|
|
|
|
|
by swyx
916 days ago
|
|
things I'd like a non-ML-researcher explanation of about Mamba: 1. what is the overall insight of state space models beyond transformers? (i know this is somewhat covered in the paper but still a bit inaccessible) 2. what was the incremental innovation/result that is making Mamba more successful/interesting than its predecessors? (S4, H3, Monarch etc) 3. what are the implications beyond subquadratic scaling of context? say if i don't really care about context length > 100k tokens. what other benefits are there - for example, is Mamba potentially more compute-efficient to train for a similar size of model/dataset? just offering 3 prompts for knowledgeable people to drop some alpha |
|
The overall insight of Mamba is to solve a longstanding problem with state space models. They are good at compressing the input context, but the compression of input into a hidden state erases information needed to make use of the context effectively as Transformers do.
Their solution to this problem is to create what they call a selection mechanism. The mechanism is input-dependent, allowing the model to adjust its output at each step as the input changes. How they do this is by making a few of the state space variables input-dependent instead of input-invariant. They choose a few of the state space variables and attach linear layers and such to project the input onto the state space variable at each time step. The linear layers (etc) are obviously trained so that they know how to transform the input appropriately so that the model spits out useful output.

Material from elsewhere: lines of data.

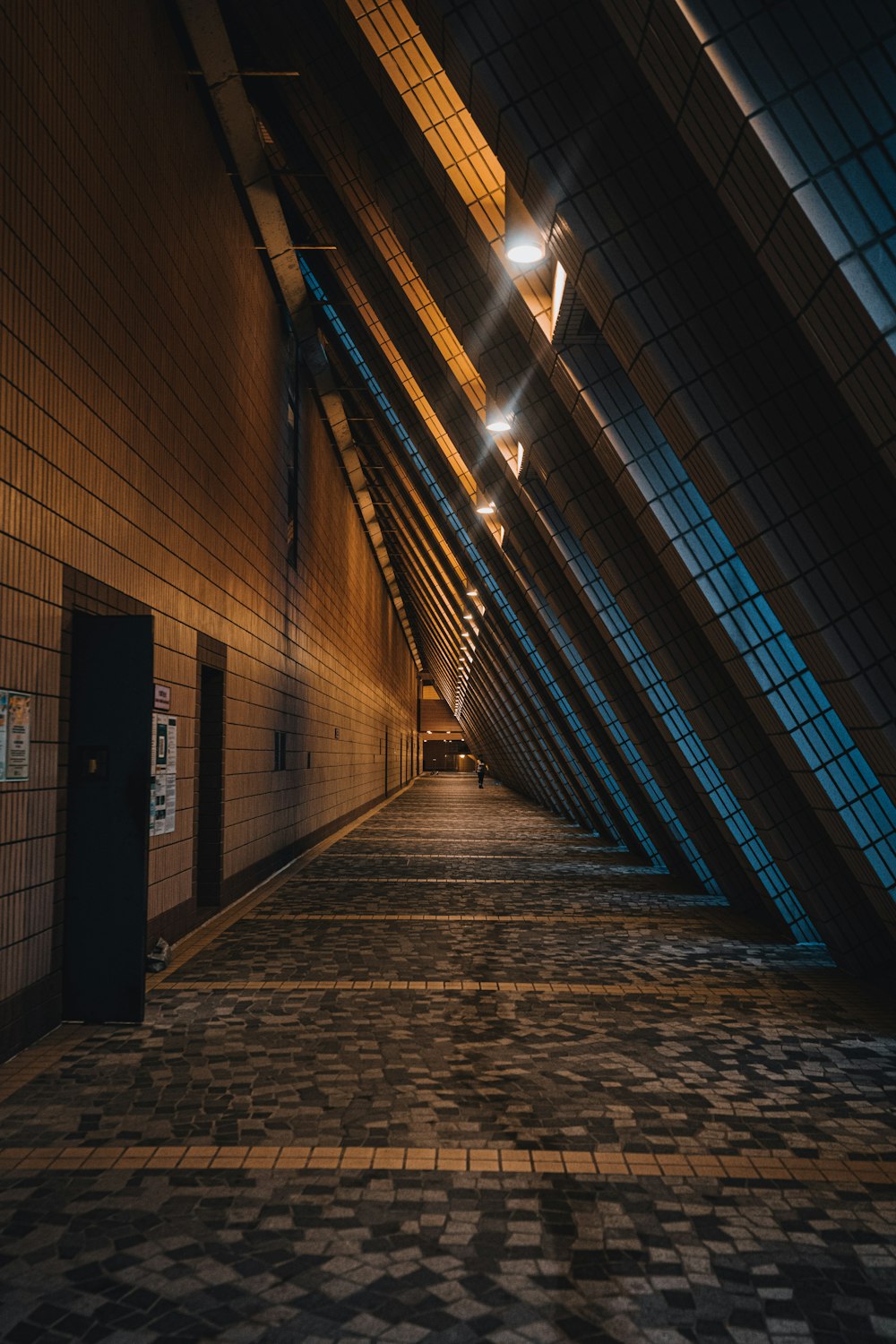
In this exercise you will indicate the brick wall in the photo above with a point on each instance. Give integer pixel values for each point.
(144, 467)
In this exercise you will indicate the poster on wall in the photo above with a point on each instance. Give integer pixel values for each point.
(163, 795)
(15, 736)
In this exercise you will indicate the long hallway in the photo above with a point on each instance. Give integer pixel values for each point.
(466, 1074)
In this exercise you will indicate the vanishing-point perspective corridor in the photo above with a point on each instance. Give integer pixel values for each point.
(470, 1074)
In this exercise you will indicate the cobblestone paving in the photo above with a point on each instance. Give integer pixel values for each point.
(193, 1177)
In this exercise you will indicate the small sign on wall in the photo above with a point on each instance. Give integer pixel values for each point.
(163, 793)
(15, 736)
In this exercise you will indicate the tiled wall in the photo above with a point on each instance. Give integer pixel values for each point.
(144, 460)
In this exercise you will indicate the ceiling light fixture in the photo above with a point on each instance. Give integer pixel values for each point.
(497, 421)
(522, 239)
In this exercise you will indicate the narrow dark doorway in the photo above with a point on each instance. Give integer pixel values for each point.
(210, 804)
(108, 817)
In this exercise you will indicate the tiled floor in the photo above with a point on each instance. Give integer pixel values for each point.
(466, 1075)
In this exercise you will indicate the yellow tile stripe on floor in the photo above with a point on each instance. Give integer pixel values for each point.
(756, 1167)
(46, 1054)
(689, 988)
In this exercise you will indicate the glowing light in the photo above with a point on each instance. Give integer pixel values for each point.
(497, 421)
(525, 252)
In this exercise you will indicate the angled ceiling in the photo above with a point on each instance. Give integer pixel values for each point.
(627, 634)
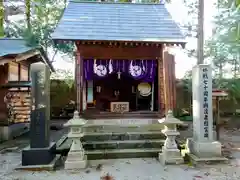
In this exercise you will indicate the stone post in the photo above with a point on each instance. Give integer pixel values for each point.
(170, 152)
(202, 145)
(41, 151)
(76, 158)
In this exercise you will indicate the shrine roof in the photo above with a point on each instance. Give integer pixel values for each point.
(98, 21)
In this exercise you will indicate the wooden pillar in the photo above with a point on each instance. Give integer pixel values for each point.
(169, 80)
(79, 82)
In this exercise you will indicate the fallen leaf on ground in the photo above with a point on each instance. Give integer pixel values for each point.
(99, 167)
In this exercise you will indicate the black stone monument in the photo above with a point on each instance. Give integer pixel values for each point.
(40, 151)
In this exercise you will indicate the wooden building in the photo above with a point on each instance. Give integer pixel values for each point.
(123, 62)
(15, 60)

But making the state space variables input dependent creates a problem in terms of computation overhead. They fix the computation problem by designing a machine architecture-aware algorithm that makes the most of modern GPU memory architecture, avoiding moving things in and out of HBM as much as possible.
Tri Dao came up with Flash Attention, which is basically a way to use hardware more efficiently in a Transformer. So this is his jam 100%.
I know this doesn’t add much to understanding the paper, but hopefully it’s better than nothing.